お仏壇の正しい向きについて
昔は、お仏壇を置く場所といえば仏間か床の間でした。
しかし、最近では住宅事情もあり、リビングしかない、ご安置場所が限られてしまうケースも多々あります。そこで、お仏壇の置き場所、置く向きに悩まれる方が多く見受けられます。
お仏壇の向きに定めはあるのか?
お仏壇の向きを気にされるよりも、お給仕しやすい、お参りしやすい場所にされると良いでしょう。
それでも、気になる方にお仏壇の向きに関しての諸説をご紹介しますので、参考になさってください。
【お仏壇の向き】お仏壇をご安置する場所(方角)について解説
南面北座説
南面北座説は中国の慣習で、王様が南に向いて座ると家来は王の前に座す、つまり北を向くことになります。
この図式が敬う人の位置を示すため、日本でも南向きが良いといわれるようになり、仏壇・神棚・床の間は南向きに造り安置するようになったのであると伝えられています。
東面西座説
インドの慣習で、東は日の出るところ、つまり立身出世のめでたい位置という意味と訳したことから主人は東向きに座ると良いとされます。

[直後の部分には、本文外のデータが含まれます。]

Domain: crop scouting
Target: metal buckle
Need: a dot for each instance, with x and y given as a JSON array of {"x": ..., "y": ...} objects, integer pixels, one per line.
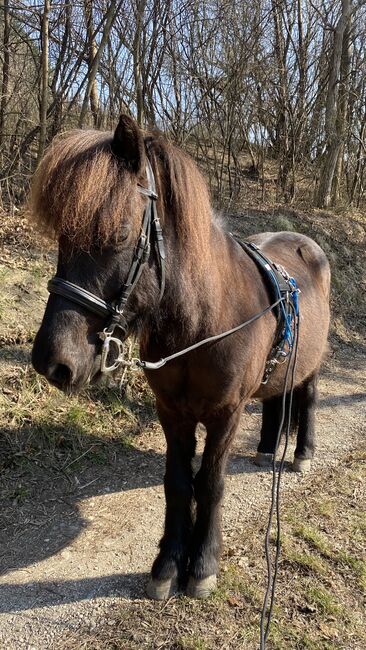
[{"x": 108, "y": 339}]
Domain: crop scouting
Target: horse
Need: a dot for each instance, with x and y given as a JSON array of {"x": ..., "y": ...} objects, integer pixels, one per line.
[{"x": 92, "y": 191}]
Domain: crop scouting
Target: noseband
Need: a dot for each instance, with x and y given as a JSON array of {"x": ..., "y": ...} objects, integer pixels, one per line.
[{"x": 151, "y": 233}]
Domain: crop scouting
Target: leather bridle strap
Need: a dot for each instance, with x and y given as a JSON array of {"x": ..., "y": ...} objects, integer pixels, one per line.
[{"x": 150, "y": 231}]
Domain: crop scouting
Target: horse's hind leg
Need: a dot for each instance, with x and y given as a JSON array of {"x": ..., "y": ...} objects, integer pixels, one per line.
[
  {"x": 170, "y": 566},
  {"x": 306, "y": 396},
  {"x": 271, "y": 418},
  {"x": 208, "y": 489}
]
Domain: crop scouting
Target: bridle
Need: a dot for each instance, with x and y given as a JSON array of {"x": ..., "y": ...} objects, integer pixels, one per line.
[{"x": 151, "y": 233}]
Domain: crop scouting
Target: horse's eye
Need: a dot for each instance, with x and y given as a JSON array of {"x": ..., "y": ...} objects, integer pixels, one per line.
[{"x": 125, "y": 230}]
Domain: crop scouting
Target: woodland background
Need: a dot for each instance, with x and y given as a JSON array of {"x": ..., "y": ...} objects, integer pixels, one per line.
[{"x": 272, "y": 91}]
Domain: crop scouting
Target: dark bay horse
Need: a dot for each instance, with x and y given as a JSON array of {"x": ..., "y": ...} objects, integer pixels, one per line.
[{"x": 89, "y": 190}]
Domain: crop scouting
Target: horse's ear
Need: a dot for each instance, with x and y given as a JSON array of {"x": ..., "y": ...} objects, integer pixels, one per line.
[{"x": 128, "y": 143}]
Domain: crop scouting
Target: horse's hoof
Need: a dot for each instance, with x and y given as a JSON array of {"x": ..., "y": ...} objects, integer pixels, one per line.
[
  {"x": 301, "y": 465},
  {"x": 201, "y": 588},
  {"x": 263, "y": 460},
  {"x": 161, "y": 589}
]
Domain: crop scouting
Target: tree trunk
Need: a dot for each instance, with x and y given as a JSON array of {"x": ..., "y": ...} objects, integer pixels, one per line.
[
  {"x": 92, "y": 51},
  {"x": 332, "y": 129},
  {"x": 140, "y": 10},
  {"x": 93, "y": 68},
  {"x": 44, "y": 82},
  {"x": 5, "y": 76}
]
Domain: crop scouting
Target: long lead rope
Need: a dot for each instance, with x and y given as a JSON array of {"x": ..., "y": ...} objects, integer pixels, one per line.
[
  {"x": 150, "y": 365},
  {"x": 276, "y": 492}
]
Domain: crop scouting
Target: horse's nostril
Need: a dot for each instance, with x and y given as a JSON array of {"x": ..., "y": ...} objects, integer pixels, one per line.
[{"x": 60, "y": 374}]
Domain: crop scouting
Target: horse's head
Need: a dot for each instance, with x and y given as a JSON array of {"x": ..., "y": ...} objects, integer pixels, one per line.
[{"x": 89, "y": 189}]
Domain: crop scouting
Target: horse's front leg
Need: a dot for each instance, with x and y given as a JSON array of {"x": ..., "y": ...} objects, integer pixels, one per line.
[
  {"x": 170, "y": 566},
  {"x": 209, "y": 489}
]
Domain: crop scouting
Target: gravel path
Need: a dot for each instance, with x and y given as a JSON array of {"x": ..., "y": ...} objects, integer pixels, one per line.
[{"x": 65, "y": 564}]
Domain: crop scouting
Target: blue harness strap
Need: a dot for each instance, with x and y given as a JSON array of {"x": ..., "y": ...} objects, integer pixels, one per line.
[{"x": 282, "y": 286}]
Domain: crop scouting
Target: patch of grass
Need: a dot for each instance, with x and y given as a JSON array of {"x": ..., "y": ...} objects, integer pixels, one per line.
[
  {"x": 323, "y": 600},
  {"x": 314, "y": 539},
  {"x": 191, "y": 643},
  {"x": 319, "y": 600}
]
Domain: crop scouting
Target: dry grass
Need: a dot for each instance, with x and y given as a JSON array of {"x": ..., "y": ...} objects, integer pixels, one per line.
[
  {"x": 320, "y": 594},
  {"x": 319, "y": 597}
]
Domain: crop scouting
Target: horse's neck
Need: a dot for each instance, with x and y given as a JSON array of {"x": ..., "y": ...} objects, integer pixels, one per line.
[{"x": 206, "y": 295}]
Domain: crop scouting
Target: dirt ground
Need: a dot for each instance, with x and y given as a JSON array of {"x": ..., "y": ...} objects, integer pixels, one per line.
[
  {"x": 90, "y": 539},
  {"x": 83, "y": 509}
]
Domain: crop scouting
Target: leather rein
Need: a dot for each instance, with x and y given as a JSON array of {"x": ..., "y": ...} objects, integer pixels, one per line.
[{"x": 151, "y": 233}]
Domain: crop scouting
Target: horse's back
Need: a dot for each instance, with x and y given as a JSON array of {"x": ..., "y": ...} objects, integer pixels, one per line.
[{"x": 296, "y": 253}]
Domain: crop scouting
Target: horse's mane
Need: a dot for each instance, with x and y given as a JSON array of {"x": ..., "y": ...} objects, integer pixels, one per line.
[{"x": 81, "y": 190}]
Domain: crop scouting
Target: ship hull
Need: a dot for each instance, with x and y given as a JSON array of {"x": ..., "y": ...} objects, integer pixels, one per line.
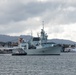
[{"x": 44, "y": 51}]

日本でもこれを取り入れ、仏壇・神棚・床の間は東向きに造り安置するようになったといわれています。
極楽浄土説
阿弥陀様がおわします極楽浄土とはどこか?
それはインドの彼方十万億土の先にあるという、神妙な方便が、正しく理解されず言葉だけが独り歩きしたのでしょう。
そのインドの彼方十万億土の先とは日本から見るとはるか西方になるため、東向きに仏壇を安置すると礼拝する時は西向きに拝むことになります。したがって阿弥陀様のおわします極楽浄土の境地に向かって礼拝することが出来るから東向きが良いという説ですが......。
これは無明(むみょう)であり誤りです。
仏教典では「ほとけ」というのは自分の心にあるもので、他にこれを求むるは真にはかないものと説いています。
一休さんでおなじみの一休宗純も「阿弥陀とは南(皆身)「みなみ」にあるを知らずして、西を願うは、はかなかりけり」と説いています。
春夏秋冬説
東は太陽が昇る方角、これを万物千草の芽生えである春の位置と示します。南は太陽が真上に昇り夏の旺盛さをかもし出します。
春に芽生えた万物は夏に実を結ぶ。西の秋は実の取り入れを意味し北の冬はそれを納める位置と説いています。
つまり、総ての法則はそれなりの理(ことわり)をもっているのです。それゆえに「正しい仏教には不思議なし」というのであります。
お釈迦さまは宇宙の真理・法則・道理を説いているのです。
仏教典では東西南北・上下左右等に良し悪しの区別は付けていないことを参考にしてください。
その他の口伝説
神棚と仏壇を向かいあわせることは大凶である、また床の間と仏壇や神棚を向かいあわせることは大凶であるという説ですが、床の間はその家の最高の上座です。
したがってそれに相対するということは、床の間に向かう方が下座の位置になりますので、凶とされるのでしょう。